Sonntag, 30. November 2008

Es ist wieder da.

Es ist wieder da. Der Beat ist zurück. Die Harmonien sind wieder kreuz neun und b dreizehn. Die Septime groß, die Quinte vermindert. Ein Gefühl ist zurück, dass ihm fehlte und doch fehlen musste. Es war einfach zu viel des Guten gewesen. Das Gute verblasste, bis es als Überdruss unerträglich wurde. Welche Chancen hatte er noch vor wenigen Wochen und nun ist alles anders. Er konnte so viel spielen, wie er wollte doch ging es nicht.
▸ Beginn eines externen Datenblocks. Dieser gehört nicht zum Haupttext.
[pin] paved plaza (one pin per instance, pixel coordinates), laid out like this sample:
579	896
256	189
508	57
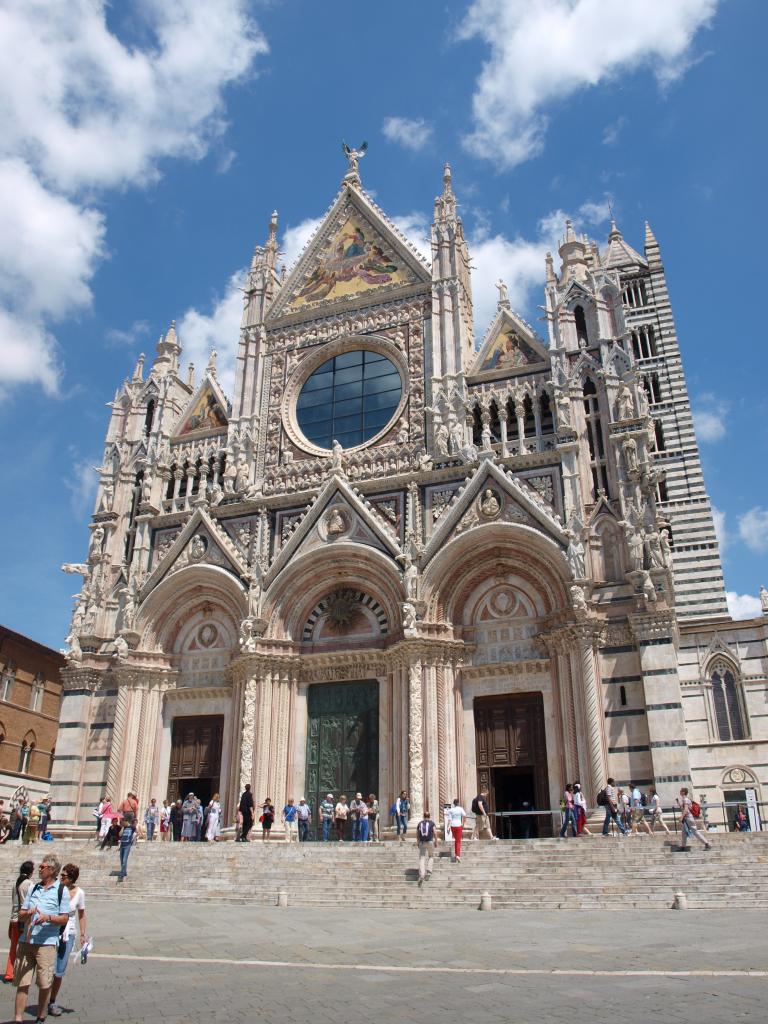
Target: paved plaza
175	962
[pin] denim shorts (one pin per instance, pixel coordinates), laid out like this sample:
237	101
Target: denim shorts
62	960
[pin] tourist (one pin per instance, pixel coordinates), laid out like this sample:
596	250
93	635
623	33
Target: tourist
326	814
655	811
303	814
128	837
129	806
246	807
401	807
17	895
611	808
213	826
31	822
458	817
638	813
341	813
176	819
358	809
42	827
44	911
75	926
568	814
112	836
427	841
688	824
165	822
373	818
189	819
267	818
105	814
580	806
289	818
152	817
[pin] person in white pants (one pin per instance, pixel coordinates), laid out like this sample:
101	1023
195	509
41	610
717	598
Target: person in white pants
688	823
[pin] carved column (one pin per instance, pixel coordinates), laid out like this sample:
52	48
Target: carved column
415	738
588	636
263	737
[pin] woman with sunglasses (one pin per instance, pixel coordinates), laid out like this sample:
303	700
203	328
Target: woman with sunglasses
75	926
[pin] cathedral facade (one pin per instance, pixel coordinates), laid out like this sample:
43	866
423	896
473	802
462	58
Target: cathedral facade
393	560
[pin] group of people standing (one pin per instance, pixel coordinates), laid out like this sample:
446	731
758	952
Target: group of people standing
28	820
45	921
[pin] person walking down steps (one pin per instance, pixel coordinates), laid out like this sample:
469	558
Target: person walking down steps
427	840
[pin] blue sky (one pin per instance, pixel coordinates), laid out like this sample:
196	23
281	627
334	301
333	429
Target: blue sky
145	145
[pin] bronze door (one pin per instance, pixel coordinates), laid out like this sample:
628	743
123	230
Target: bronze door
196	756
342	749
512	754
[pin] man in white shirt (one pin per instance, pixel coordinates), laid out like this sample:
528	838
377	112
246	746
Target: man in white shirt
458	817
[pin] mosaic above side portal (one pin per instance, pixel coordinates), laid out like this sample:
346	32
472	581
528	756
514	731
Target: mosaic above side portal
354	259
509	351
206	414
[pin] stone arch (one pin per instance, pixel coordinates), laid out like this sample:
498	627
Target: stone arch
308	579
534	563
184	599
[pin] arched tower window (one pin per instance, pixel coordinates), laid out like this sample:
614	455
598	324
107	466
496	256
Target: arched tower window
148	419
728	702
595	439
7	680
38	689
581	325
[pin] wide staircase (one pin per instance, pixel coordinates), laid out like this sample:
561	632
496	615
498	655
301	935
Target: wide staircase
549	873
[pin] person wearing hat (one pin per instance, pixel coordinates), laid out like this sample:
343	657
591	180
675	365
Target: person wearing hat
427	841
303	814
326	813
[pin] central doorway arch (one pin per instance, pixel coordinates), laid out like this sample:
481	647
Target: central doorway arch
342	748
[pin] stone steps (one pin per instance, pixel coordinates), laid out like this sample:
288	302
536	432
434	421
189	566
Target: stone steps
535	875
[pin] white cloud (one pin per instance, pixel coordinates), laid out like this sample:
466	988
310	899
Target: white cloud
544	52
130	336
200	333
613	130
753	528
414	133
709	418
81	481
296	238
84	111
718	517
742	605
519	261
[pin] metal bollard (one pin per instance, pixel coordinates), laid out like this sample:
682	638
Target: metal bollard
680	902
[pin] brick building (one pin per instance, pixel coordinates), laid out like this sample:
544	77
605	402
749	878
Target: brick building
30	700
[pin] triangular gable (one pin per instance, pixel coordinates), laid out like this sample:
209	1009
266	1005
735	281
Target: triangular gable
214	549
206	413
492	487
355	250
510	346
357	523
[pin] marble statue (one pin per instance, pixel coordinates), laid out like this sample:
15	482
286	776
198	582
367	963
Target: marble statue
336	525
576	556
625	402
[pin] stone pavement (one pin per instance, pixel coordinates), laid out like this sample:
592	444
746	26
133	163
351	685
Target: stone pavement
178	962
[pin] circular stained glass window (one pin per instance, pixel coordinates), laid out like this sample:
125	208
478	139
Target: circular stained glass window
348	398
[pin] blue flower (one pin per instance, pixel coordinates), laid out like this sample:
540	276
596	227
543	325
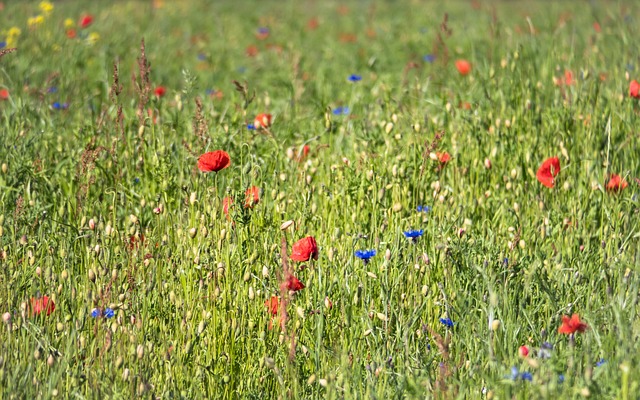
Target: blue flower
413	235
447	322
341	111
365	255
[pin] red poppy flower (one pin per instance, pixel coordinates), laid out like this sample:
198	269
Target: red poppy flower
262	121
214	161
293	284
160	91
272	304
304	249
616	183
443	158
252	197
38	305
572	325
463	66
227	203
634	89
548	171
86	20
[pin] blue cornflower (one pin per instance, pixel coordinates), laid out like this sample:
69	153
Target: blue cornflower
447	322
365	255
413	235
429	58
341	111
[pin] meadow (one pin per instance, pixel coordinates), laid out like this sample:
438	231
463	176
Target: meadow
319	199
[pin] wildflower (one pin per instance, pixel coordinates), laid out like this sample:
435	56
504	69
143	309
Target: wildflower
447	322
572	325
33	22
38	305
305	249
46	7
429	58
85	21
463	66
634	89
214	161
365	255
616	183
341	111
548	171
293	284
252	197
262	121
413	235
272	305
160	91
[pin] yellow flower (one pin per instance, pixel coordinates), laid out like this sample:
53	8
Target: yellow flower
14	32
35	21
93	38
46	7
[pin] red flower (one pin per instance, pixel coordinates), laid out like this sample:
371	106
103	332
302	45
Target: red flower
572	325
634	89
304	249
616	183
463	66
160	91
548	171
443	158
262	121
294	284
86	20
38	305
214	161
272	305
252	197
227	203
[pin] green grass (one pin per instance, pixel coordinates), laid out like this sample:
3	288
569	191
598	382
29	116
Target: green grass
188	285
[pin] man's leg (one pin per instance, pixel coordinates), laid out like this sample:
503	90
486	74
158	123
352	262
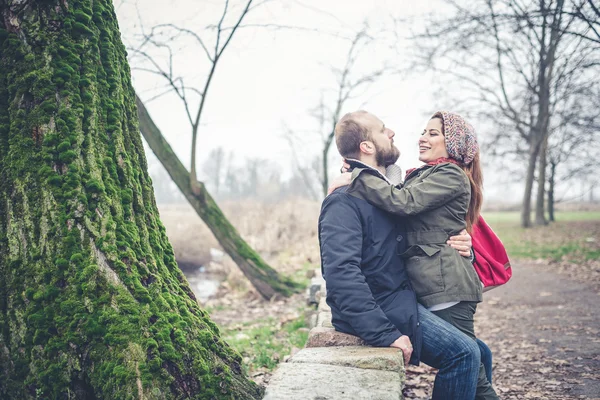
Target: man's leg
486	359
455	355
461	316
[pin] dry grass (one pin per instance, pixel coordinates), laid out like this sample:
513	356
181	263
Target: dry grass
284	234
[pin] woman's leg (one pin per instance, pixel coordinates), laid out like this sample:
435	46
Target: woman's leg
461	316
453	353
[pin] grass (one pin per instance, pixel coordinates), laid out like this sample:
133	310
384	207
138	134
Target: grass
574	237
264	343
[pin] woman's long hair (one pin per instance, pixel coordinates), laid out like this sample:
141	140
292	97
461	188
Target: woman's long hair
475	175
473	171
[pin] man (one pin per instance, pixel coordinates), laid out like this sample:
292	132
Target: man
367	286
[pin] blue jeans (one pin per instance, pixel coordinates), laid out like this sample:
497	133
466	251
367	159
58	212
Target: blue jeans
454	354
486	359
Es waren zu viele Töne gewesen. Acht Wochen war er ohne Horn und es fehlt ihm, wie ein guter Freund. Nun ist Ausdruck und Gefühl wieder zurück. Er fühlt wieder Jazz. Er spielt wieder Jazz. Er ist wieder Jazz.

Denn Jazz, das ist eine Lebenseinstellung. Das ist die Gemeinschaft beim Jammen. Das ist die Einsamkeit beim nächtlichen Rauchen auf dem Balkon. Das ist die Extase beim Solo. Das ist Zuhören beim Begleiten. Das ist das Füllen von Räumen. Das ist das Durchbrechen der Regeln. Das ist das Schweigen. Das ist das Denken am Meer. Das ist der Schmerz des Abschieds. Das ist die Freude des Wiedersehens. Das ist das Beste. Das ist…das Leben. Das ist Jazz.

Donnerstag, 23. Oktober 2008

Neuer Status

Grüß euch ihr lieben,

seit heute (vor zwei Wochen. Siehe unten...) bin ich ein anderer. Zumindest im Umgang mit den Behinderten. Dies geschah jedoch ganz ungewollt und verhält sich folgendermaßen.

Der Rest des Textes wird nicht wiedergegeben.